Meijers was a vocal proponent of the technology, arguing: “What is wrong if we introduce a technology that makes Wi-Fi more efficient but it cooperates with other types of technology?”
LTE-U is still under scrutiny by 3GPP as part of its plans for the forthcoming Release 13, which is due next year. It can technically be separated in two. LTE-U aggregates LTE and spectrum on an unlicenced band, with 5GHz being seen as the likely contender.
Also used in this context is licenced assisted access. It does the same thing as LTE-U but there is one crucial difference. Some markets, including Europe, have strict regulations in place about the use of unlicenced bands. So-called “listen before talk” regulations mean a transmitter must detect the radio environment before starting to transmit.

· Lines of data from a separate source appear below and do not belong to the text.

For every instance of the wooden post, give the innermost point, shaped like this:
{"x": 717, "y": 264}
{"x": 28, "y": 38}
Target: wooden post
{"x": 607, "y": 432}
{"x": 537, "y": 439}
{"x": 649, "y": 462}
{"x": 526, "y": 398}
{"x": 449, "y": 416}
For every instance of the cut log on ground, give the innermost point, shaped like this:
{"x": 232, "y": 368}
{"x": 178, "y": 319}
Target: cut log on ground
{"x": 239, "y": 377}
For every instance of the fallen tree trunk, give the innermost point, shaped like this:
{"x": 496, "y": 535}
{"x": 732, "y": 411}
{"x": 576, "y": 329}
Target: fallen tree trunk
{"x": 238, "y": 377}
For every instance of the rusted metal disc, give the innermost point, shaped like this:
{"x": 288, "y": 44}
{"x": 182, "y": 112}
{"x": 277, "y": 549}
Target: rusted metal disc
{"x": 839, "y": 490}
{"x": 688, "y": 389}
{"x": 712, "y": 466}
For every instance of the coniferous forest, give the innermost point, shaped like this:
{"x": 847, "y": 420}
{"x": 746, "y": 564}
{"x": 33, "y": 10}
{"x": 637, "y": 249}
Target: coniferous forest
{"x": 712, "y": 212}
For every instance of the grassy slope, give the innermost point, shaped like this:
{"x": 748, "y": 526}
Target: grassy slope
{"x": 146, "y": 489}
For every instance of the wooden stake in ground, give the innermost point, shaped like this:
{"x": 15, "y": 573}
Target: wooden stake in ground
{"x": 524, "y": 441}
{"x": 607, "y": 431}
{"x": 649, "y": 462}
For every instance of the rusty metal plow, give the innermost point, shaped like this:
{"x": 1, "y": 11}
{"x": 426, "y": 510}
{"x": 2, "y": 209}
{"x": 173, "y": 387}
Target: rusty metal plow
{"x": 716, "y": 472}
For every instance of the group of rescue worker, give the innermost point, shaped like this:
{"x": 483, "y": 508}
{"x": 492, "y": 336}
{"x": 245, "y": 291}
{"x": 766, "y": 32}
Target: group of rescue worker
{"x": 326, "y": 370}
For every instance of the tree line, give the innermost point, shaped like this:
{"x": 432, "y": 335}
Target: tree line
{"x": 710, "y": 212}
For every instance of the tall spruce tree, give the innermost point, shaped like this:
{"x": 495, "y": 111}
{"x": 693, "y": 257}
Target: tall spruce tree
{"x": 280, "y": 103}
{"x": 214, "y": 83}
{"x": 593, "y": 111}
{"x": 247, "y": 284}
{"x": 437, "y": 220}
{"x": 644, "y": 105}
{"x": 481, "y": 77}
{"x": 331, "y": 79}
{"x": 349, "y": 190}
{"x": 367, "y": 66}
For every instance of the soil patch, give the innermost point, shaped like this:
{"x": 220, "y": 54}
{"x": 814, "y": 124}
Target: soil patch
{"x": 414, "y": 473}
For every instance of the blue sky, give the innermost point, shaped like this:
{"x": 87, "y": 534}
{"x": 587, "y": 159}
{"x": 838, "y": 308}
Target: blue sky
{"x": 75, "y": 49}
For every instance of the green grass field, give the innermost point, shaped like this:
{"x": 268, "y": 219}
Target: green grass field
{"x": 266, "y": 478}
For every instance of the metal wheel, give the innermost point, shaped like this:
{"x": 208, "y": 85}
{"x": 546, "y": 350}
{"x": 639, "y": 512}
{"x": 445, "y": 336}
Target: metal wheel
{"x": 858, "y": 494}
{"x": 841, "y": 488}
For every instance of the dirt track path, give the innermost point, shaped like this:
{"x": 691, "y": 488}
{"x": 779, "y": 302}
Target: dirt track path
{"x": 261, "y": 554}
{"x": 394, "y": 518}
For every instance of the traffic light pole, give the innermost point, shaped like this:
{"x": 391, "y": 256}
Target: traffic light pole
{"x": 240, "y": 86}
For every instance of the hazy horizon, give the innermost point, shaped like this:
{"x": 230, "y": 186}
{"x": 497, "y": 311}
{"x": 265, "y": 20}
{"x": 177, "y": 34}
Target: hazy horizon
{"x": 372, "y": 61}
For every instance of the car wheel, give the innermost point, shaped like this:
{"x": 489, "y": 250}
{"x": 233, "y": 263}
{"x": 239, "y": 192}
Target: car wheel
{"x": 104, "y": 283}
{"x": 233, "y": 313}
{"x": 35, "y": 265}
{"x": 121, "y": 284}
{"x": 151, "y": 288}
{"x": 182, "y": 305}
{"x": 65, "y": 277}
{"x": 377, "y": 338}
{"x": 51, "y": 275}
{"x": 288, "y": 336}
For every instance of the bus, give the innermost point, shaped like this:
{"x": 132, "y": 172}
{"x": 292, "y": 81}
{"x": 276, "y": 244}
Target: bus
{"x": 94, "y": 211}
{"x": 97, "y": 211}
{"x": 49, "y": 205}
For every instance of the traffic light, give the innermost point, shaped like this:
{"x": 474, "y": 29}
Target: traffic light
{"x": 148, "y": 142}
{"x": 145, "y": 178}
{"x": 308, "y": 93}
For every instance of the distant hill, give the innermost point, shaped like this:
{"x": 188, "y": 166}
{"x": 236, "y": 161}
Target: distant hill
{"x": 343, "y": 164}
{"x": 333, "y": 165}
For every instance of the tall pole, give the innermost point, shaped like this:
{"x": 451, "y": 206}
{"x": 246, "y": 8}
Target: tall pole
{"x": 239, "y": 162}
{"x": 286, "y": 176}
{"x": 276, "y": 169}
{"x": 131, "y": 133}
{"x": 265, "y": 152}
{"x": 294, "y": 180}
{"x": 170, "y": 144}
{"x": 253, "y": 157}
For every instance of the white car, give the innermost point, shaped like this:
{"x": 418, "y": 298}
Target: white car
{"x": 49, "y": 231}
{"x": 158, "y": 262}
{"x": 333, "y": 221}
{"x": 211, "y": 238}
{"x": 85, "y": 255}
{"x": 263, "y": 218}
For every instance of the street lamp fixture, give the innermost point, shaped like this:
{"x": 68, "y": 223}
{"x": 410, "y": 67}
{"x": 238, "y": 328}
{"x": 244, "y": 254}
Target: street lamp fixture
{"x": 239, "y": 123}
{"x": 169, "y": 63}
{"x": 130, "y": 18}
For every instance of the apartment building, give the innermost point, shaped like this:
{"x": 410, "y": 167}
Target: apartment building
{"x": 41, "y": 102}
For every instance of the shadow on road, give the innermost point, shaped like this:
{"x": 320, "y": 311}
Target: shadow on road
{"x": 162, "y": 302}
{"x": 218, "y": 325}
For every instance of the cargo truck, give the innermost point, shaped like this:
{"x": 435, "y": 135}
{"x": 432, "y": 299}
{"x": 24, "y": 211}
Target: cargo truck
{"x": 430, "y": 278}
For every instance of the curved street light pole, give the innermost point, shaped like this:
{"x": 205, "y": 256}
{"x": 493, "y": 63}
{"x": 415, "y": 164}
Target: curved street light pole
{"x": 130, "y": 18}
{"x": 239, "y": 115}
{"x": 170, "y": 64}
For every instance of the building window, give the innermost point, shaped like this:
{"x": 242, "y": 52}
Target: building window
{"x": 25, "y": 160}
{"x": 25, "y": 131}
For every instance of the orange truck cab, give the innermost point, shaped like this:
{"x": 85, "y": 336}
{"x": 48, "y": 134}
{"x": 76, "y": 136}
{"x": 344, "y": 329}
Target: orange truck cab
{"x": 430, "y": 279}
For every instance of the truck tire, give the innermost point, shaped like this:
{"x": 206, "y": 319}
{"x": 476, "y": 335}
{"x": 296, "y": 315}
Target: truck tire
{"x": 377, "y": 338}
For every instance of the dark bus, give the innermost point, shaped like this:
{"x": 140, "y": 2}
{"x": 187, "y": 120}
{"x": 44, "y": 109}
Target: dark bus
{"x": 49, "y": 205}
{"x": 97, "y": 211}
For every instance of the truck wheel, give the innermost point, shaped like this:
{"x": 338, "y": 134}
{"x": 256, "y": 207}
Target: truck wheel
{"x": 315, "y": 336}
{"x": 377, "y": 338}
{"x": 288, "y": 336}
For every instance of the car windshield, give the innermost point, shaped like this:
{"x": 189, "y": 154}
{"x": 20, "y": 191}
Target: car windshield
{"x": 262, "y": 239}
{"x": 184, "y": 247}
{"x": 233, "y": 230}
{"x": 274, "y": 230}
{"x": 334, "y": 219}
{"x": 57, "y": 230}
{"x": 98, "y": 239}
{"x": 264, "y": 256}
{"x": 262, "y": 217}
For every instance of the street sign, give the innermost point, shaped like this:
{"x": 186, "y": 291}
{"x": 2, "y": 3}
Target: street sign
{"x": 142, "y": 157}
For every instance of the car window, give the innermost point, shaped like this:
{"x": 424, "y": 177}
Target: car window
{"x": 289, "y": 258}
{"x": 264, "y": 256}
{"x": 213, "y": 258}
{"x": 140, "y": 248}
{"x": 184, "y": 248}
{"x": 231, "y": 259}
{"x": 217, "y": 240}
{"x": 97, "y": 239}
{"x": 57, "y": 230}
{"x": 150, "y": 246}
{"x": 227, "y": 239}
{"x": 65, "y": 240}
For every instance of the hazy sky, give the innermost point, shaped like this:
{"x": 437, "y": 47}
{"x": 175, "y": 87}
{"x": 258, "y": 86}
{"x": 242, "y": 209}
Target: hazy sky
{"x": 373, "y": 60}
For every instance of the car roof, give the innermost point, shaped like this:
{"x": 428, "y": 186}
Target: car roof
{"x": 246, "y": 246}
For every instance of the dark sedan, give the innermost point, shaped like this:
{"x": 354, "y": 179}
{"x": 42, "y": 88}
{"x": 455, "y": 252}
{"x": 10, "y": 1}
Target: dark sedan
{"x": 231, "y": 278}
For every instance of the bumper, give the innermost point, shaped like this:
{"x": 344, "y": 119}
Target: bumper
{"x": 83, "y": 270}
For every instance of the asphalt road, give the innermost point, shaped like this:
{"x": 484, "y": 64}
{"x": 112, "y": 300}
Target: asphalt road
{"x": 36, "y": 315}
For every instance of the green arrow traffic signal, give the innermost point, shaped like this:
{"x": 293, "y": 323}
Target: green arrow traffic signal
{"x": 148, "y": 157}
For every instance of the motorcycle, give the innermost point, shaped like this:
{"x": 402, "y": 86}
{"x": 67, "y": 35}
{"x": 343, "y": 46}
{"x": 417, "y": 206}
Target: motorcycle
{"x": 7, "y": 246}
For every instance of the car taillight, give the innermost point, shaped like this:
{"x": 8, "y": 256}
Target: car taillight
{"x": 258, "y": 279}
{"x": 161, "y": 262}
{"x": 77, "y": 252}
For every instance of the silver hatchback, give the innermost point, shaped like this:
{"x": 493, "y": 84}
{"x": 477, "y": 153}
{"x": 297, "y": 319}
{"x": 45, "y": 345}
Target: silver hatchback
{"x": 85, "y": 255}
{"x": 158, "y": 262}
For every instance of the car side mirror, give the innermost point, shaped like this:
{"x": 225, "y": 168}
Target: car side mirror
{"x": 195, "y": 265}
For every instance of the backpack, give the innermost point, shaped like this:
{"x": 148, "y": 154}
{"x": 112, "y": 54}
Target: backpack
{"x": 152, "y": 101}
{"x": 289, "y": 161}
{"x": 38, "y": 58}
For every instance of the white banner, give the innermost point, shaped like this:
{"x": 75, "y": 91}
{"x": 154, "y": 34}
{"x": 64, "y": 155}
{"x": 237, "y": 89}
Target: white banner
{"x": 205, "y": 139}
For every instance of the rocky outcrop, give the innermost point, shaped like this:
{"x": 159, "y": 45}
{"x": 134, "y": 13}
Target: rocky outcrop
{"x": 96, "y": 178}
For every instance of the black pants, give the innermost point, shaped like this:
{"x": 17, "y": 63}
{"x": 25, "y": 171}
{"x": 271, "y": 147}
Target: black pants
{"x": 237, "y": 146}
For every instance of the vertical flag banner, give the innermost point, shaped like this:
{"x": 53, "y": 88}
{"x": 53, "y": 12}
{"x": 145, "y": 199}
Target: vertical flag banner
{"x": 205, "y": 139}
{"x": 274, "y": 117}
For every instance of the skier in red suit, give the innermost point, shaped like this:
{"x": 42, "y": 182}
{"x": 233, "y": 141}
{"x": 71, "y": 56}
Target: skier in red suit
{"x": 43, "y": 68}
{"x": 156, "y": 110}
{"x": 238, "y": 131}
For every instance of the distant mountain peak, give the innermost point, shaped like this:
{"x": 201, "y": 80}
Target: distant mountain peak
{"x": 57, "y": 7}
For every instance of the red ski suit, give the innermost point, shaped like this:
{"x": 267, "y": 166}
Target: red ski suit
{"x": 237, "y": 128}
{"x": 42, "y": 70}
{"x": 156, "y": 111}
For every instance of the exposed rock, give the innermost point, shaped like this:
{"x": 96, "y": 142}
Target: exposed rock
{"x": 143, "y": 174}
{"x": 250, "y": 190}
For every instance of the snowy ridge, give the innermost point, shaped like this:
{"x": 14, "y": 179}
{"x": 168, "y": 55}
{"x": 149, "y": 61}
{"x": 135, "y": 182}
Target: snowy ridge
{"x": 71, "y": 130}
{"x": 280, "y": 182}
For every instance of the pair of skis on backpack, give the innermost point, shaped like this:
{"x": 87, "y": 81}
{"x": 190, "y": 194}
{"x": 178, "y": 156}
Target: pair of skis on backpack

This is to avoid interference but this week’s panel on the subject was sceptical as to whether it will be borne out in reality. Discussing whether LTE and unlicenced spectrum in particular could co-exist and benefit all players, Sami Susiaho, Head of Edge Technologies at BSkyB, said: “All the talk is that we CAN make it so but what is the [evidence] that we actually will?”
Vikas Sarawat, Director of Wireless and Network Technologies at CableLabs, shared the rest of the panel’s view that what works in a lab may not work in the field. He said the industry remained to be convinced that the technology would not create delays due to interference, which would have a knock-on effect on Wi-Fi calling, video streaming over Wi-Fi and other data intensive usage.
He said: “Co-existence and fairness is a requirement from day one.”
The panel accepted operators were facing problems with soaring data demands and limited resources to cope with them but remained unconvinced LTE-U was the answer.
Sarawat raised laughs among the audience when he said the description of LTE-U as a marriage between licenced and unlicenced spectrum was a depressing one because it would be a matrimony of unequal rights. He said: “Licensed drives unlicensed spectrum however it wants – and that’s not a marriage.”
Qualcomm’s Meijer remained positive, amid considerable cynicism, that the testing and trialling of the technology, which is going on across multiple vendors, would mean it would come to market robust and interference free.
He said: “Both LTE-U and licensed assisted access were designed with Wi-Fi in mind. When we set out, we knew we needed to coexist fairly and have the mechanisms in place to do so. There has been huge R&D during the last 18 to 24 months to ensure this is the case.”
But if this week’s response is anything to go by, advocates for the technology have more work to do if they are to convince the rest of the industry that LTE-U will solve data demands.